Some previous investigations have suggested that MtDNA has a long-half life and low turnover rates. For instance, Collins et al. showed a half-life of approximately 350 days for MtDNA in rats . However, other studies have shown more rapid half-lives, varying between 7 and 31 days . It has been postulated that the MtDNA turnover rates are variable depending on the tissue investigated as well as the effects of environmental factors . Our data indicate that relatively rapid changes in MtDNAcn may occur in a cell type with high turnover rates, such as neutrophils with an average half-life of 5–6 days , at high levels of exposure to air particles.

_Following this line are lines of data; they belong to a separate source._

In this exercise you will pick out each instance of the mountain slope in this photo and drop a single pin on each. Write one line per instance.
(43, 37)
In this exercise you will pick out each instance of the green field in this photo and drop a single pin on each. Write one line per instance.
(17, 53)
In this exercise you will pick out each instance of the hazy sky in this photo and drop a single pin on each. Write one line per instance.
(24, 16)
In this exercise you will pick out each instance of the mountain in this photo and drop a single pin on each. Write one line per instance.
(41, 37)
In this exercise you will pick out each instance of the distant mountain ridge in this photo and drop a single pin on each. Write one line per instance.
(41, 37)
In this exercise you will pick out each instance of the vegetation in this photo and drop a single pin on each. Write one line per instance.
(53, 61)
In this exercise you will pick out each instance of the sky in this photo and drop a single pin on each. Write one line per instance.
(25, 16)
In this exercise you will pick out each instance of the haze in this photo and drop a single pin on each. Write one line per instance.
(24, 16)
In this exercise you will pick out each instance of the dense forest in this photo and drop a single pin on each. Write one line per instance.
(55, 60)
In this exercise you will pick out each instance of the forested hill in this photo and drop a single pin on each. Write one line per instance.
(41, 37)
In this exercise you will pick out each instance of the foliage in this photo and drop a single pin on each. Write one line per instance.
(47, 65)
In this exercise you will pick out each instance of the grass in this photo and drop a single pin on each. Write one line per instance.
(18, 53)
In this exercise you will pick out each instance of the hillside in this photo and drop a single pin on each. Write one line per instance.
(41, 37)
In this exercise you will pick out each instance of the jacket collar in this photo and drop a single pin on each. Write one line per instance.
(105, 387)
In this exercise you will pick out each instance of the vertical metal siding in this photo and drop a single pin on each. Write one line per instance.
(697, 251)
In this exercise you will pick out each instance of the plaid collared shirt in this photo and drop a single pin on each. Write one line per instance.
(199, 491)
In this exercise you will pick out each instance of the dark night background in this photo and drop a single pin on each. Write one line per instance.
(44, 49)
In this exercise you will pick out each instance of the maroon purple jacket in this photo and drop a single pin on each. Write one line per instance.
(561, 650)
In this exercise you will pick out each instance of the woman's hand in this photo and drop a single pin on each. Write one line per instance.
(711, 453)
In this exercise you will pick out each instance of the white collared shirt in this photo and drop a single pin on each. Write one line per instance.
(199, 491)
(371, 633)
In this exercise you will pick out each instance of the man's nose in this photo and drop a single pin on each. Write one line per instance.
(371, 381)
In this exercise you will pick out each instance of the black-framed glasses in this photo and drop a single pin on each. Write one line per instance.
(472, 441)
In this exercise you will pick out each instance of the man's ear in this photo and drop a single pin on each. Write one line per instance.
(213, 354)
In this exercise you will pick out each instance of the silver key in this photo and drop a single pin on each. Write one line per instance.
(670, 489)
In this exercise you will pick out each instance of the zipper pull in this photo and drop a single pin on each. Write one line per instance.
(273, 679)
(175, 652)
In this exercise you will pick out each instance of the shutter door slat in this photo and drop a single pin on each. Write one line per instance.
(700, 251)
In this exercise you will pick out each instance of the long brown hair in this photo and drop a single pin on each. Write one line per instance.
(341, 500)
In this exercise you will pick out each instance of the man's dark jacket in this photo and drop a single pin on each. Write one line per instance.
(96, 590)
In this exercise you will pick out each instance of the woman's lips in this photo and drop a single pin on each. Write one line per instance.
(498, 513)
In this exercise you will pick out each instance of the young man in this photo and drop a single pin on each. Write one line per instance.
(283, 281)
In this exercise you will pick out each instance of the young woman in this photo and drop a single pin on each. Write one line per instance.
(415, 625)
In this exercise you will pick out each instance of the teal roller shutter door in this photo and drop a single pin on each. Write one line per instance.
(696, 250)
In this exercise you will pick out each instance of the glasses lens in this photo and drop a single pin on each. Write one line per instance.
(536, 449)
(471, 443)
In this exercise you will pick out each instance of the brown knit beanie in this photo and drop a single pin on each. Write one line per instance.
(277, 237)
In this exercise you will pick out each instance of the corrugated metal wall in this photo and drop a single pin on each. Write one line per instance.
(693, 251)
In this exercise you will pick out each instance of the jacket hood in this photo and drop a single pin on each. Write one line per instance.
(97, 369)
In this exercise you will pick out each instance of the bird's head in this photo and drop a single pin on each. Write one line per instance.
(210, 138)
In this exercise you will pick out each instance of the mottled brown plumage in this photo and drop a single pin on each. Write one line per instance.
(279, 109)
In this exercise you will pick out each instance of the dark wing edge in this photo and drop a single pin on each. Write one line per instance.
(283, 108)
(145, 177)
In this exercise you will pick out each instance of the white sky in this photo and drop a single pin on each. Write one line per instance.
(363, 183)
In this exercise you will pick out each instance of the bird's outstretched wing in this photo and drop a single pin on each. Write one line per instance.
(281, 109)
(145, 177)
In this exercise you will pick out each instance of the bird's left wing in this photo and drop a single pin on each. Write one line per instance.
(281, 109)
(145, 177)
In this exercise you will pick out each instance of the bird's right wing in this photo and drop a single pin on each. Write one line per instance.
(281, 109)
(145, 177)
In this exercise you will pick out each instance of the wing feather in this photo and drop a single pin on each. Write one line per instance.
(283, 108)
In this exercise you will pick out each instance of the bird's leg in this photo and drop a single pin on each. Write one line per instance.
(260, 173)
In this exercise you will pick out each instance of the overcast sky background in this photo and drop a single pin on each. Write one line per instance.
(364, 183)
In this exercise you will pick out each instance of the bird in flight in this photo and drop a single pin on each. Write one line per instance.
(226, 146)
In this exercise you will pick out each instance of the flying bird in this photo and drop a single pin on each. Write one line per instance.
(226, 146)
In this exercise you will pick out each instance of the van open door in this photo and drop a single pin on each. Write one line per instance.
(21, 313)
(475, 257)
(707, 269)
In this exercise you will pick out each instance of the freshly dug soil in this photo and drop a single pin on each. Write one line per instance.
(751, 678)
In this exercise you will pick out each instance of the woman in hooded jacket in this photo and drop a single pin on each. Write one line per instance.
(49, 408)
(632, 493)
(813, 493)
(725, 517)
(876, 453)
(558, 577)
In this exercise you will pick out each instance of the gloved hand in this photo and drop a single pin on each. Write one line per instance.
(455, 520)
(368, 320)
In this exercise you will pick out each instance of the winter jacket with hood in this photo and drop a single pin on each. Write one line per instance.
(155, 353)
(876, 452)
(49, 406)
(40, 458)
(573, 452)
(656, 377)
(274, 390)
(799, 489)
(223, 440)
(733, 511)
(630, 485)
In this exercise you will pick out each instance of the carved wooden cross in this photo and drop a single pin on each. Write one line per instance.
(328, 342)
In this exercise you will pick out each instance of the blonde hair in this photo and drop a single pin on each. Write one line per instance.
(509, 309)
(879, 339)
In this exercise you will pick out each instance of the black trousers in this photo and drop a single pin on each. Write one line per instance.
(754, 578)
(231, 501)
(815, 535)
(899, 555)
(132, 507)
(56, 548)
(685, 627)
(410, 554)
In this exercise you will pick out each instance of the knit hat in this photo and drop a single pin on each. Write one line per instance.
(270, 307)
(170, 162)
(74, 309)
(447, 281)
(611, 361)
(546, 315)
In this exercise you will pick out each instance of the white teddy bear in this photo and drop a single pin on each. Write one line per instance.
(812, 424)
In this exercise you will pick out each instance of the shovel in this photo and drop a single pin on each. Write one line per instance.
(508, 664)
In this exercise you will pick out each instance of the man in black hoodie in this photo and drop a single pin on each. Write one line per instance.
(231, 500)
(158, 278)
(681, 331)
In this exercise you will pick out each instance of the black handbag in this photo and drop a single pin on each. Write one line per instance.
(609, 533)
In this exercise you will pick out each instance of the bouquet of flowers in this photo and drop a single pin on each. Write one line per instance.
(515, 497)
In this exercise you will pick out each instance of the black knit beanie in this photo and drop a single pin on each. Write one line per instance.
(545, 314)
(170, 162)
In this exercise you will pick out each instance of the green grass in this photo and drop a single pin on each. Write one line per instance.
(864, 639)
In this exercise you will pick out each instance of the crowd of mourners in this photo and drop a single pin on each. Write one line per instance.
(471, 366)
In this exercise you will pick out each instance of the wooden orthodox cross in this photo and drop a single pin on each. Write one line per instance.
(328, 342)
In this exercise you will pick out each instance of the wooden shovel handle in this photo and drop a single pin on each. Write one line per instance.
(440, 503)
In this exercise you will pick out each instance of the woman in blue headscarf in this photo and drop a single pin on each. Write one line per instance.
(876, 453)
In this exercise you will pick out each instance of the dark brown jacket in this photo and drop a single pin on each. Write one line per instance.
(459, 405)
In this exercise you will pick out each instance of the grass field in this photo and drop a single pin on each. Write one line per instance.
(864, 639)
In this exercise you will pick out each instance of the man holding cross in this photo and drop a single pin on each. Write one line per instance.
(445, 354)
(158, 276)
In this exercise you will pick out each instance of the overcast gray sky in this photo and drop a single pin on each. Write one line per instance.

Our study had the advantage of having both personal and ambient measures of air pollution. Our technical validation of personal PM2.5 measures showed high reproducibility (r=0.944). We also recognize that our study is subject to a number of limitations. In our investigation, we did not examine inflammatory markers, which may play important roles in both mtDNAcn changes and PM-related diseases, thus limiting our ability of understanding how inflammation may affect PM-related MtDNAcn changes. Further studies are needed to examine cytokines, in particular, IL2, IL4, IL6, IL8, and TNFα that have been previously associated with PM exposure [46–48], and high-sensitivity C-reactive protein (hs-CRP)  to clarify the role of inflammation in the relation of MtDNAcn with PM exposure. Because of the relatively small sample size, we cannot exclude false negative or chance findings. In addition to using personal PM2.5 measures, we used stationary measures of ambient PM10 to represent exposures, which are just a proxy of personal exposure. However, simulation studies have shown that the error introduced by using data from stationary monitors is highly unlikely to bias away from the null, and indicated that this exposure misclassification may lead to an underestimation of the health effects of air pollution . In addition, serial measures of ambient particulate concentrations have been shown to be representative of variations in personal exposures , particularly in the presence of high ambient PM levels . The observed decreased MtDNAcn in our study suggests that high doses of exposures, such as those found in Beijing, might lead to clearance of cells with highly damaged mitochondria. However, the clinical significance of such small changes in MtDNA content remains largely unknown. More studies are warrented to examine the risk of future disease in large cohorts with clinical disease outcomes.
Overall, our investigation provided evidence that short-term exposure to air pollution is associated with decreased MtDNAcn. These findings suggest that damaged mitochondrial DNA, as reflected in peripheral blood MtDNAcn, may reflect recent toxic exposures and potentially contribute to the etiology of PM-related diseases. Further studies are required to validate the present findings, as well as to better elucidate the time relationships between PM exposure and MtDNAcn.